His cousin Matt invites Andrew to a Rave. The idea is for Andrew to meet more people and work on his social skills. Alas, Andrew meets the same personality types in the Rave as in his school. He is thrown out of the Rave along with his video camera.

He is approached by Steve, a friend of Matt’s, who asks Andrew to come and film something that he and Matt have found. What they have found is a hole in the ground that contains a large crystal-like object that exudes light and a humming sound. The three boys are affected by this crystal thing and it affects the camera as well. After apparently passing out the boys leave the crystal and the hole.

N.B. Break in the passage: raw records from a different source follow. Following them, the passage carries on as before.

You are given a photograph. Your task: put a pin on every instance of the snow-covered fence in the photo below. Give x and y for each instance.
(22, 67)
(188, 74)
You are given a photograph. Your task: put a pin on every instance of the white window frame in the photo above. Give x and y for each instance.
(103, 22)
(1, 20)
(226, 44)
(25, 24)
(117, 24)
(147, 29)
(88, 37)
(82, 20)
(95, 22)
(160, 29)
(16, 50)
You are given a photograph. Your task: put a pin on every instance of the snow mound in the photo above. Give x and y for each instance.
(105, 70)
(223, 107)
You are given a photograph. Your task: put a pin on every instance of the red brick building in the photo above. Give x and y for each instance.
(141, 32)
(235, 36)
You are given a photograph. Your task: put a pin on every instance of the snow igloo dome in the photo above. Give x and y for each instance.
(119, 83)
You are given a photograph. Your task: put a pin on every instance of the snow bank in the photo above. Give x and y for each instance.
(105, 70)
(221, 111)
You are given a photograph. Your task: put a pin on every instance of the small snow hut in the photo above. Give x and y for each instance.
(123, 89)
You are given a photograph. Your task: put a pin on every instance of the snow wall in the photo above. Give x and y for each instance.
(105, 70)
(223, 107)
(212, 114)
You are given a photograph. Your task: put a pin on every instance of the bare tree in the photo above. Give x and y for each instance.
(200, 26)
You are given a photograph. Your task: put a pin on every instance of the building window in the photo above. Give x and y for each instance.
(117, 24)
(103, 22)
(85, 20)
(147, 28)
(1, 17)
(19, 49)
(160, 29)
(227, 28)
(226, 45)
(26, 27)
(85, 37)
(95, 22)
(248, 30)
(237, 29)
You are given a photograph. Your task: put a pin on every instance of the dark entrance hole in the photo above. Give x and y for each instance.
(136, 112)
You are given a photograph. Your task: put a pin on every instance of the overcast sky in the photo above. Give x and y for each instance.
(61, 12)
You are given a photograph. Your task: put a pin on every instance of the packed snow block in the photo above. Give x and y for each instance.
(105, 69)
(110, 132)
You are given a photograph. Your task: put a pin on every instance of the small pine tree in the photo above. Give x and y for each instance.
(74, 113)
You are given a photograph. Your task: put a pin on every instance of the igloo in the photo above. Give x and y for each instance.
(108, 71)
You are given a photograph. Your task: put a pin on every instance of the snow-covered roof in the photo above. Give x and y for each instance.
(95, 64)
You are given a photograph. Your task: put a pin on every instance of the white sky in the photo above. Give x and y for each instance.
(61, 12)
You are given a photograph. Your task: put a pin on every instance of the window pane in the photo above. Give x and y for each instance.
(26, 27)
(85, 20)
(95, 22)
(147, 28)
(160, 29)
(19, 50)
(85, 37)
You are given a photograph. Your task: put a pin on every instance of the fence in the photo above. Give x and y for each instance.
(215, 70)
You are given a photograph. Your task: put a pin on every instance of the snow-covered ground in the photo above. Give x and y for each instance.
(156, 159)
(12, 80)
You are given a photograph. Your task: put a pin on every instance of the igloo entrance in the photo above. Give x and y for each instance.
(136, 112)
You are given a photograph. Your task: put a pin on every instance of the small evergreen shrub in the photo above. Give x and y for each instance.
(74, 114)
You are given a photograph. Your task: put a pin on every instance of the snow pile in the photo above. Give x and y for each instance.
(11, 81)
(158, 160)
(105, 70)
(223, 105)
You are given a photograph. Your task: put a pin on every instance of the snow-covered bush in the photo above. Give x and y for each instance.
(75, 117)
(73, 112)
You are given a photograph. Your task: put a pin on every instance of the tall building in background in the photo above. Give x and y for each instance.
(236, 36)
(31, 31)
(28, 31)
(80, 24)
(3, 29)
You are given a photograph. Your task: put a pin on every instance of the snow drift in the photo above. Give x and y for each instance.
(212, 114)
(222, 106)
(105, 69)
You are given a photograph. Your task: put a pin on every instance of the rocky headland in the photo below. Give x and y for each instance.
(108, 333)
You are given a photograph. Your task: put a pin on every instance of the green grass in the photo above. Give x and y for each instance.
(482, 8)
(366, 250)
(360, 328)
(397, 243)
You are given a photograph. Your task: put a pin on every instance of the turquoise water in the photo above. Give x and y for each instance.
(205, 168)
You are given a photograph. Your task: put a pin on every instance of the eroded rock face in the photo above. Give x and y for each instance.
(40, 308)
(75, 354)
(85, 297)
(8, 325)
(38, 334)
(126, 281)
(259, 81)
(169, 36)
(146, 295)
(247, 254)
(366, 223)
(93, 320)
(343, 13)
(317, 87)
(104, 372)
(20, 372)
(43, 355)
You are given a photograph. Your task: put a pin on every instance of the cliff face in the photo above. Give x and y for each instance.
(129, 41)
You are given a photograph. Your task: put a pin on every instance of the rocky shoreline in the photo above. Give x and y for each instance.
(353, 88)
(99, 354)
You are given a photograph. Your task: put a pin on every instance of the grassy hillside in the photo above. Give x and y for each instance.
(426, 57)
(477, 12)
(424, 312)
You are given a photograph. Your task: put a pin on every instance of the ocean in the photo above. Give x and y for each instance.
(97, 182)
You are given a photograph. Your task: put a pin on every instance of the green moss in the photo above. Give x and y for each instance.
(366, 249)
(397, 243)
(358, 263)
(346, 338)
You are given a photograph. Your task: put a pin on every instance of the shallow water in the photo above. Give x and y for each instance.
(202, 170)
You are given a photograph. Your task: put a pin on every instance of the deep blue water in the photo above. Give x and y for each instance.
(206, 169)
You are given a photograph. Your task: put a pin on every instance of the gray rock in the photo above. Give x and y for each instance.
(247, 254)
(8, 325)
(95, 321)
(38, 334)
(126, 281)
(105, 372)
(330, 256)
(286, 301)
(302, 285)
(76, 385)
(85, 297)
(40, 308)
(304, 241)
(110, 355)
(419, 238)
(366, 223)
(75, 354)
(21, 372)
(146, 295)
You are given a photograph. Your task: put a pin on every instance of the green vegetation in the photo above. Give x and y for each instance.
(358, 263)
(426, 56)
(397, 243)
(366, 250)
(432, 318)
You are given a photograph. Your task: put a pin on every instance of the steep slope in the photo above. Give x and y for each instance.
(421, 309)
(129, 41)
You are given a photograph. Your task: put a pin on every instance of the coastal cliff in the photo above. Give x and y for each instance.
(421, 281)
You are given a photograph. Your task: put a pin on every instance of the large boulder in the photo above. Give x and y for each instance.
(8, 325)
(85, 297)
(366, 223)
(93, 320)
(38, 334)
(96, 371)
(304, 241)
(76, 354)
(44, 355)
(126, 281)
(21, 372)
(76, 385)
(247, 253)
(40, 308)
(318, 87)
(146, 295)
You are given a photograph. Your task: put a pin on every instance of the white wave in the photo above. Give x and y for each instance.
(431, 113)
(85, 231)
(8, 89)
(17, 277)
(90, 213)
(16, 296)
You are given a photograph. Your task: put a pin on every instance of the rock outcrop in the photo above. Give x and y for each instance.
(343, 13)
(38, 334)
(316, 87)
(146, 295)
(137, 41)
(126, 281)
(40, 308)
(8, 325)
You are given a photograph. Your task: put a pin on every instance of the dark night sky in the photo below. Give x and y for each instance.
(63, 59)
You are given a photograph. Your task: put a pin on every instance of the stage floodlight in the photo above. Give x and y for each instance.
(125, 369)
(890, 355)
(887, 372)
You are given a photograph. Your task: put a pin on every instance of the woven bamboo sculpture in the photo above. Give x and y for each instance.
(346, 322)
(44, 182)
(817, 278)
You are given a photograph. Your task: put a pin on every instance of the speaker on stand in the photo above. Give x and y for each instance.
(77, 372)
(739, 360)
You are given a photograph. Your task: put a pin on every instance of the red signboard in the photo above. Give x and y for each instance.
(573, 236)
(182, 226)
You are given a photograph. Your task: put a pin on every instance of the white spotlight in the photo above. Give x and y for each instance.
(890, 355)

The boys discover that they can do special things since their encounter with the crystal.  Andrew who is filming everything, records the new ‘powers’ that the crystal has given them. The boys have seemingly developed super powers. They can fly, are pretty much impervious to pain, and can use telekinesis to control and move objects. Out of the three boys, it turns out that Andrew is the most capable and the strongest.

Andrew begins to change. Matt talks him into entering the school’s talent show. Andrew will use his powers to put on a magic act. Steve and Matt both help Andrew. The goal is to improve Andrew popularity at school. The plan seems to be working great until they go to a party after the talent show. Andrew disappears upstairs with a girl to ‘pop his cherry’ and it goes very badly. Andrew vomits on the girl and himself. Humiliated Andrew leaves the party.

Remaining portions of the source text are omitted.